---
title: "Example to estimate incubation period"
author: "Flavio Finger"
date: "`r Sys.Date()`"
output:
   rmarkdown::html_vignette:
     toc: true
     toc_depth: 2
vignette: >
  %\VignetteIndexEntry{Estimating Incubation Period}
  %\VignetteEngine{knitr::rmarkdown}
  %\VignetteEncoding{UTF-8}
---

```{r, echo = FALSE}
knitr::opts_chunk$set(
  collapse = TRUE,
  comment = "#>",
  fig.width=7,
  fig.height=5,
  fig.path="figs-overview/"
)
```

# Description

This package contains two functions useful to compute the incubation period
distribution from outbreak data. The inputs needed for each patient are given as
a `data.frame` or `linelist` object and must contain:

  - the date of onset of symptoms
  - a list/vector of possible dates of exposure.

The function `empirical_incubation_dist()` computes the discrete probability
distribution by giving equal weight to each patient. Thus, in the case of `N`
patients, the `n` possible exposure dates of a given patient get the overall
weight `1/(n*N)`. The function returns a data frame with column
`incubation_period` containing the different incubation periods with a time step
of one day and their `relative_frequency`.
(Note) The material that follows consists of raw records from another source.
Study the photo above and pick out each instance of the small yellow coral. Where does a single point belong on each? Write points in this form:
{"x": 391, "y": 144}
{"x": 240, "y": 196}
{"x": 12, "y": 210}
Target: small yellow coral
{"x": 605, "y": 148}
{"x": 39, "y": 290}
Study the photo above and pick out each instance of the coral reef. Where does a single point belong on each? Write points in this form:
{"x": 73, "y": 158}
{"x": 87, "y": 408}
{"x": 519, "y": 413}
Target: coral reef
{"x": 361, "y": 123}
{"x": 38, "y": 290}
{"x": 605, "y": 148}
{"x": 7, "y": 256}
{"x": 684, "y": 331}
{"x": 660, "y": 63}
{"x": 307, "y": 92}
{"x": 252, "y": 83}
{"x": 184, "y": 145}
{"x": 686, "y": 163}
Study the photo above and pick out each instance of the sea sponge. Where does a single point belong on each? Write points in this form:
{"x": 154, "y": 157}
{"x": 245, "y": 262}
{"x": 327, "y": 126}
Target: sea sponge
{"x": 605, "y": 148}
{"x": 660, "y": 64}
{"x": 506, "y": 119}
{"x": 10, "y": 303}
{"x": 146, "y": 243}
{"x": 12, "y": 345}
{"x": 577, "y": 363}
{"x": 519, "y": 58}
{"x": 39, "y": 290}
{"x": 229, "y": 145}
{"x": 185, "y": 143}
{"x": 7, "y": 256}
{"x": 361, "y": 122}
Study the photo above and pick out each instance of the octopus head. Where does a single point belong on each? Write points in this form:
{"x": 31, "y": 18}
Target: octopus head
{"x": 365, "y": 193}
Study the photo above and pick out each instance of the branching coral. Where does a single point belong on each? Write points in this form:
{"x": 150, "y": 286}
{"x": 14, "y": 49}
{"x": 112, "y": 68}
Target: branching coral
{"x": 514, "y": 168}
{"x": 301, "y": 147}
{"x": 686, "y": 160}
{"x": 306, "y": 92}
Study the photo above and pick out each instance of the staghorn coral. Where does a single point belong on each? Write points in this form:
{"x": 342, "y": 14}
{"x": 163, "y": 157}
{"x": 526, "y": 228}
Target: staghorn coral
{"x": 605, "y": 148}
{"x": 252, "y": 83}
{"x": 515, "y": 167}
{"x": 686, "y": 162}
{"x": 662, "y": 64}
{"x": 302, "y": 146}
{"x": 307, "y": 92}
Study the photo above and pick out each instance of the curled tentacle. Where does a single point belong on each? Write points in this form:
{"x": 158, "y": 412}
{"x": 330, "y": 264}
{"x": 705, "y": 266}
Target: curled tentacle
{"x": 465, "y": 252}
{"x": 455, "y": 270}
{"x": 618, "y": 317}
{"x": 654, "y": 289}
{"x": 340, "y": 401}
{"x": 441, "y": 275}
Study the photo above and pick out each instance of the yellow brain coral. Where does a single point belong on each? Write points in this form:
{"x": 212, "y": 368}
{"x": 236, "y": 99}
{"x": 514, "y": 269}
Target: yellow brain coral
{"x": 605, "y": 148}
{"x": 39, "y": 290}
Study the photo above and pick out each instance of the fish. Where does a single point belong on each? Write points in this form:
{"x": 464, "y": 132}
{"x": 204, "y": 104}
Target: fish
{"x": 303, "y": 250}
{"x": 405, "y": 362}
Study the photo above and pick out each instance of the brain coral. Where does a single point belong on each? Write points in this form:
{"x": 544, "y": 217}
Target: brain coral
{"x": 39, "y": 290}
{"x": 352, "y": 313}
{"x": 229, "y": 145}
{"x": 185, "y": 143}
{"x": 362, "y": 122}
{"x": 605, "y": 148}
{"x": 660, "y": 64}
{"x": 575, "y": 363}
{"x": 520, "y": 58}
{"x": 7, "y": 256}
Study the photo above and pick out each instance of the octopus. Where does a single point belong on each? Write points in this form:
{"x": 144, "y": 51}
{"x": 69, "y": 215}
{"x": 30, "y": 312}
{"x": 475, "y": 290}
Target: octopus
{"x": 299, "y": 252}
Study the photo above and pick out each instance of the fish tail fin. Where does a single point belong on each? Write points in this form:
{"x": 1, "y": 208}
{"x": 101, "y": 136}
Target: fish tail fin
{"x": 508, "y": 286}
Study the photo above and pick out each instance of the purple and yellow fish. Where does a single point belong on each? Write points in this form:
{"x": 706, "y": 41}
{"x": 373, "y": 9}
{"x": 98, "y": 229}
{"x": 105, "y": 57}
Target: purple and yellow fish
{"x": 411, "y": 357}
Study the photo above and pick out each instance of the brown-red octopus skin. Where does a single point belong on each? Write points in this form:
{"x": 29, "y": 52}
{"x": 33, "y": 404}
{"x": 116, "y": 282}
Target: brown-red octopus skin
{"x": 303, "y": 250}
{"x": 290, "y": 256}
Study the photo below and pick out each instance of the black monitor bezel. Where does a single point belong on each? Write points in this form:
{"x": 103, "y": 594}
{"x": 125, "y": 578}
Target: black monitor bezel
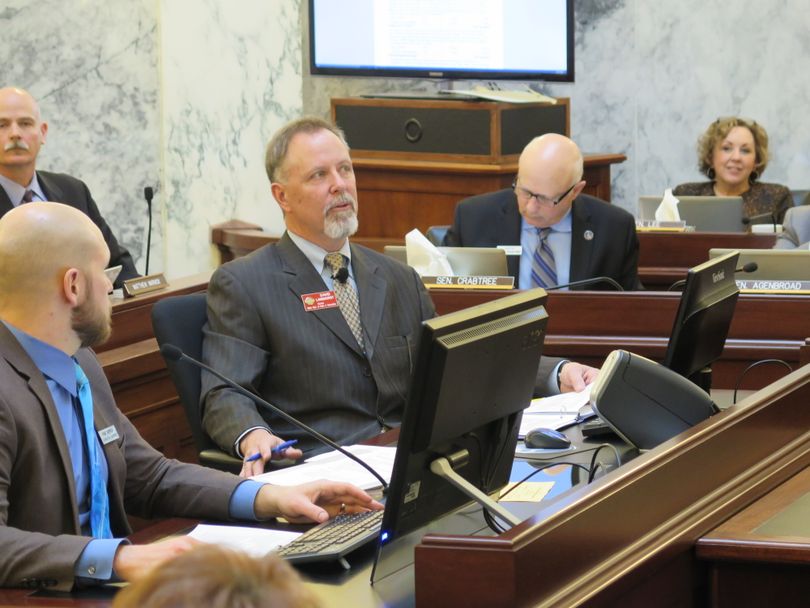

The function `fit_gamma_incubation_dist()` takes the same inputs, but directly
samples from the empirical distribution and fits a discrete gamma distribution
to it by the means of `fit_disc_gamma`.


# Example

Load environment:

```{r, echo = TRUE, message=FALSE}
library(magrittr)
library(epitrix)
library(distcrete)
library(ggplot2)
```

Make a linelist object containing toy data with several possible exposure dates for each case:

```{r, echo = TRUE}
ll <- sim_linelist(15)

x <- 0:15
y <- distcrete("gamma", 1, shape = 12, rate = 3, w = 0)$d(x)
mkexposures <- function(i) {
  i - sample(x, size = sample.int(5, size = 1), replace = FALSE, prob = y)
}
exposures <- sapply(ll$date_of_onset, mkexposures)
ll$dates_exposure <- exposures

print(ll)
```

Empirical distribution:

```{r}
incubation_period_dist <- empirical_incubation_dist(ll, date_of_onset, dates_exposure)
print(incubation_period_dist)

ggplot(incubation_period_dist, aes(incubation_period, relative_frequency)) +
  geom_col()
```

Fit discrete gamma:

```{r}
fit <- fit_gamma_incubation_dist(ll, date_of_onset, dates_exposure)
print(fit)

x = c(0:10)
y = fit$distribution$d(x)
ggplot(data.frame(x = x, y = y), aes(x, y)) +
  geom_col(data = incubation_period_dist, aes(incubation_period, relative_frequency)) +
  geom_point(stat="identity", col = "red", size = 3) +
  geom_line(stat="identity", col = "red")
```

**Note** that if the possible exposure dates are consecutive for all patients then `empirical_incubation_dist()` and `fit_gamma_incubation_dist()` can take date ranges as inputs instead of lists of individual exposure dates (see help for details).